Le Lettere di Silvia Fabiola – Sapore di sale, sapore di mare

Ci sono notizie e notizie, di questo riflettevo in questi giorni chiacchierando tra Silvia e Fabiola . Silvia diceva che la vita è una cosa meravigliosa,  lo diceva mentre sniffava i fiori assieme alla polvere alzata dai cani che si divertono a maciullare la terra con tutti i semi,polvere  che comunque ha un odore strano, evoca morti seppelliti e calli di contadini, nascite improvvise di piante inaspettate e discariche di feci di tutti i tipi.  L’alba rende  le riflessioni dalle maniere troppo arroganti,  sono ancora mescolate ai sogni e le idee nascono e muoiono nel giro di pochi minuti esattamente come le luci del cielo  che lottano per prevalere sulla notte. Da bambina ogni tanto sentivo dei cori strani provenire da est all’alba. Non ho mai capito cosa fossero esattamente, ma mi piacevano.  A volte provenivano da nord ma di questi cori ne conoscevo l’origine, sono i tremori dell’Etna che fanno rotolare i sassolini sui tetti rubando la scena ai gatti in amore.
Quella parte di me si meraviglia ogni giorno pur guardando tutto dalla stessa prospettiva,  gli alberi, le case,  le stelle, le cose scontate che vedo e che le pupille immagazzinano ed elaborano assieme al cuore.
L’altra parte, Fabiola,  è quella che fischietta per strada mentre va al bar a prendere un caffè e  si rulla una sigaretta davanti ad un giornale. Il giornale cartaceo ha sempre il suo fascino, specie all’alba. Sa di città che si sveglia sotto una coltre d’inchiostro, di lavoro notturno,  di  ultime considerazioni prima di mollare l’articolo definitivamente che andrà per la sua strada.

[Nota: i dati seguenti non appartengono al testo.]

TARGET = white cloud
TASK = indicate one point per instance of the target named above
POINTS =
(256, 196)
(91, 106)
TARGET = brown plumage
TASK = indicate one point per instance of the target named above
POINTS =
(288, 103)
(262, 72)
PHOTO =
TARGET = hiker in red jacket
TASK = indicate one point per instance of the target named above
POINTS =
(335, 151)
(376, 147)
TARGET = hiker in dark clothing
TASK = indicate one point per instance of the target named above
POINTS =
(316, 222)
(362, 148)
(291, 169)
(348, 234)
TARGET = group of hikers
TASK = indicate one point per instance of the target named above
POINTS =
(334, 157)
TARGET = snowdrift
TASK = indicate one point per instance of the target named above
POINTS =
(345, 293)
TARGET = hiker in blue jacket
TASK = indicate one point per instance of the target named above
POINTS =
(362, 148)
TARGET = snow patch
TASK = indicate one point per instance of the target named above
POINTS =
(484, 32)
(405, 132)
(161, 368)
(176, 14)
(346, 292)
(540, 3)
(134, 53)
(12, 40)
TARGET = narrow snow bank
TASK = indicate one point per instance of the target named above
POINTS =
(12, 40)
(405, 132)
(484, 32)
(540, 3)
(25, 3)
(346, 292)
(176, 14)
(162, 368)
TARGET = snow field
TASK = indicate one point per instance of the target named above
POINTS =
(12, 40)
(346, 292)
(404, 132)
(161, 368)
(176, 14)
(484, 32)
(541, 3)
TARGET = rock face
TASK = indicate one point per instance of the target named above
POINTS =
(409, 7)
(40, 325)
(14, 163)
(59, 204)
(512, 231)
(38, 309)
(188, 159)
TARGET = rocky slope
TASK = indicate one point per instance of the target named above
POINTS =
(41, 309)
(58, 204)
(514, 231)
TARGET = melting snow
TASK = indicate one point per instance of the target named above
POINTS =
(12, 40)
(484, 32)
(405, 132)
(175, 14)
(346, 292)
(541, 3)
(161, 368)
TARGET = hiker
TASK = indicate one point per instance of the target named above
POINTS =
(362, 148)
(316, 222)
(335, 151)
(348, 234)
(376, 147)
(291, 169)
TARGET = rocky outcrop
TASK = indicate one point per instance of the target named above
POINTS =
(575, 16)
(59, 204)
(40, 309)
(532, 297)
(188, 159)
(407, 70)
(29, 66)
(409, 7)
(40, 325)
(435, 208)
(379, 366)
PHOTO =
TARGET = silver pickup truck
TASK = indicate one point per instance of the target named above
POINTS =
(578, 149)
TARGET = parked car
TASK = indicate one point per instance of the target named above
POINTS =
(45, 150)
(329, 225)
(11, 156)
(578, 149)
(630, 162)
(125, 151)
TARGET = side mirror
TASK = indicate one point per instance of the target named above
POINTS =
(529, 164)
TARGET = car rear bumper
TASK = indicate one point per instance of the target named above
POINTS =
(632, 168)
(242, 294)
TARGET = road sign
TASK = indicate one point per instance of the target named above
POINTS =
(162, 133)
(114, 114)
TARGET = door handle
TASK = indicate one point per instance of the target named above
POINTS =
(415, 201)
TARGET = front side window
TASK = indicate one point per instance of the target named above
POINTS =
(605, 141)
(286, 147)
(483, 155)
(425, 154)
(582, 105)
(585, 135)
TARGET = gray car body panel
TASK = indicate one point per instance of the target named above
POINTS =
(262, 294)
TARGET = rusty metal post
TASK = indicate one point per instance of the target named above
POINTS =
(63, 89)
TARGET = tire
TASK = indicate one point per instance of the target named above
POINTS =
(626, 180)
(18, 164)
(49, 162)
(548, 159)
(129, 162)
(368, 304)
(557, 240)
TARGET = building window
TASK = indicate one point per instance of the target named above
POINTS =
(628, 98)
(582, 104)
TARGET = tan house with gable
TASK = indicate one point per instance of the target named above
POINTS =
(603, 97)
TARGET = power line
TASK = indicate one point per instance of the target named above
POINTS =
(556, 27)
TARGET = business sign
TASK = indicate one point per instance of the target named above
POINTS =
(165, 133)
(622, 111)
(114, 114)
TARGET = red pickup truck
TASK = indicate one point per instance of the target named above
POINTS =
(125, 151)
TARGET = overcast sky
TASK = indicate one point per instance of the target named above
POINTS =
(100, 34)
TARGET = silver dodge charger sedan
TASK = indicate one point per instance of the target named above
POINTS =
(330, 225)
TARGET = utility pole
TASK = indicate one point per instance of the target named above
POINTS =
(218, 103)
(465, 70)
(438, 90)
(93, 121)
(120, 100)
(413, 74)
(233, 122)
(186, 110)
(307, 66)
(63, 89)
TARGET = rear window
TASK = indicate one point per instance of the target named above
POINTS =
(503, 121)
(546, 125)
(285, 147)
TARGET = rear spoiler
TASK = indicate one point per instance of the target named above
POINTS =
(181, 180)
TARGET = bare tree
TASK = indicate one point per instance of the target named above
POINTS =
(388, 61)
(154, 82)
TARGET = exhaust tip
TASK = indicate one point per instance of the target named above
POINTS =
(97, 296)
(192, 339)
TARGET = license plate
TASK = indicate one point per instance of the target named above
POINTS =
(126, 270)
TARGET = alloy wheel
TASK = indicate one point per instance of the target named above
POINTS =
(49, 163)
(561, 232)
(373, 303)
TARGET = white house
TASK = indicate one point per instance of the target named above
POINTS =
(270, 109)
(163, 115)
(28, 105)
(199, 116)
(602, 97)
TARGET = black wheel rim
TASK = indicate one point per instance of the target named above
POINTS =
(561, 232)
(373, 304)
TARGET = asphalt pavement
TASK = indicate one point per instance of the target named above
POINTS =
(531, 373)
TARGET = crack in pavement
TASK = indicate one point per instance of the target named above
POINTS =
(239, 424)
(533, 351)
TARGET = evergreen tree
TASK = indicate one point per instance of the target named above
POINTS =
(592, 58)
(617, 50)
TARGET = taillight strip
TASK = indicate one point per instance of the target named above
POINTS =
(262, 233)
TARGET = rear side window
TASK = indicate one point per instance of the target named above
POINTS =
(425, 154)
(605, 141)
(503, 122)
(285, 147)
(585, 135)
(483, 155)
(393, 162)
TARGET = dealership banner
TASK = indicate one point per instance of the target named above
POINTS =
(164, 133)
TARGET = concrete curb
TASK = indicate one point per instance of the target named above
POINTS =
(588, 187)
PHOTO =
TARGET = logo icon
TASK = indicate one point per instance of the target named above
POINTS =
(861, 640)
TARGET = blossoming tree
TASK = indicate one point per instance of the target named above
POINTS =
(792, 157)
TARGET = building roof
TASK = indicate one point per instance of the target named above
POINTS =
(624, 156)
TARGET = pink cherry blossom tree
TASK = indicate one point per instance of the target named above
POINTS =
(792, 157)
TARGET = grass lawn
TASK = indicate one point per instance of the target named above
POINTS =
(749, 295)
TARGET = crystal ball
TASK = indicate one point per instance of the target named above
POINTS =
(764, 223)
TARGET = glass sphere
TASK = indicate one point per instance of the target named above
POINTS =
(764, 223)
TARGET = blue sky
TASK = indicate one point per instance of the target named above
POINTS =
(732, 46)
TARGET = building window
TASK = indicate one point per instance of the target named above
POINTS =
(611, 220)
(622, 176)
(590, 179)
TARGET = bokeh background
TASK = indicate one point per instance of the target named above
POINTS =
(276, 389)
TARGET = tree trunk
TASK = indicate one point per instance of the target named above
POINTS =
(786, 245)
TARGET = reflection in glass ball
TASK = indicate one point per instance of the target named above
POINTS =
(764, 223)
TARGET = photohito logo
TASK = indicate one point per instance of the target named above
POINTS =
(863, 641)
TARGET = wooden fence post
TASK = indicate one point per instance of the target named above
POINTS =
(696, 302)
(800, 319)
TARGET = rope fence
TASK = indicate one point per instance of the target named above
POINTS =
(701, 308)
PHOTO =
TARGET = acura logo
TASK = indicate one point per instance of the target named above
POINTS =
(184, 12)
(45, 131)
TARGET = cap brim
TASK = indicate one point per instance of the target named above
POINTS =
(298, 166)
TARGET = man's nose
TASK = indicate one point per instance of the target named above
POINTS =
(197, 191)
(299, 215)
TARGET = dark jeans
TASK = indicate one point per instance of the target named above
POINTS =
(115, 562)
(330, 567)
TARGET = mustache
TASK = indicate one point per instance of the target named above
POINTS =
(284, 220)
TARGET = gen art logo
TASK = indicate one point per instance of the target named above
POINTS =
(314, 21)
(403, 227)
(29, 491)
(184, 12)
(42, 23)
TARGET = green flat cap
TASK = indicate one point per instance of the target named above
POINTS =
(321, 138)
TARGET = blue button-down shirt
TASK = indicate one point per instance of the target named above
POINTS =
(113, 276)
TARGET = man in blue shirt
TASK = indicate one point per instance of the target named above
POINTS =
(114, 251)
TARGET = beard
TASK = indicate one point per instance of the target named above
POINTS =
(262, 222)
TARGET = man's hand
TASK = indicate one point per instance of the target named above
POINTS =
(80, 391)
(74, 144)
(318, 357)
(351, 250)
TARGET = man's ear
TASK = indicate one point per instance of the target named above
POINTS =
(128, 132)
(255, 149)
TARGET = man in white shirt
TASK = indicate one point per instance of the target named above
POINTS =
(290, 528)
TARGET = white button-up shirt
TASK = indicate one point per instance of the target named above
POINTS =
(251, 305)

E così leggo di altre prospettive che non hanno lo stesso sapore delle mie, che non odorano di terra e fiori , cacca di cani e piccioni, nè di vermi e calli.  Prospettive che hanno  occhi diversi dai miei certo, per fortuna o per disgrazia a seconda della prospettiva di chi vive,  e di chi legge di chi vive. O muore. O vive morendo e muore vivendo. Sanno di creme solari e tette al vento, di canzoni allegre  e balletti diretti da un animatore che insegna il divertimento a grappolo e rende tutti felici seppellendo sapientemente  il rumore  dei morti ed i cori dei vivi che si meravigliano anche loro di qualcosa. Di esser vivi generalmente. Come i due fratellini vivi di tre e quattro anni che hanno visto morire la mamma inghiottita dal mare  qualche giorno fa, e che piangevano in braccio ai soccorritori   tra  l’indifferenza dei trentatre morti e della folla di vivi stordita dello stordimento di chi si è appena svegliato da un incubo. Tra i vivi si distinguevano le nazionalità a seconda del colore della pelle, e dai piedi. Quelli con le scarpe erano più chiari  mentre quelli senza scarpe avevano la pelle scura.
Preferisco il quotidiano cartaceo io,  che a volte  sa di giornalista  in lacrime mentre scrive e di caffè e sigaretta di chi legge  , anelli di fumo e aria tiepida che agita i fogli. E  di silenzio.
Poi, son tornata a casa ed ho acceso il pc. Tra le varie notizie di cani randagi, leggi elettorali, imbrogli e sbrogli, vincite di partite ed incendi di cassonetti ho scorto la stessa notizia che avevo letto al bar ma scritta come si scrive su un pezzo di  marmo. Sotto qualcuno aveva commentato  “rimandateli indietro, non è merce nostra”.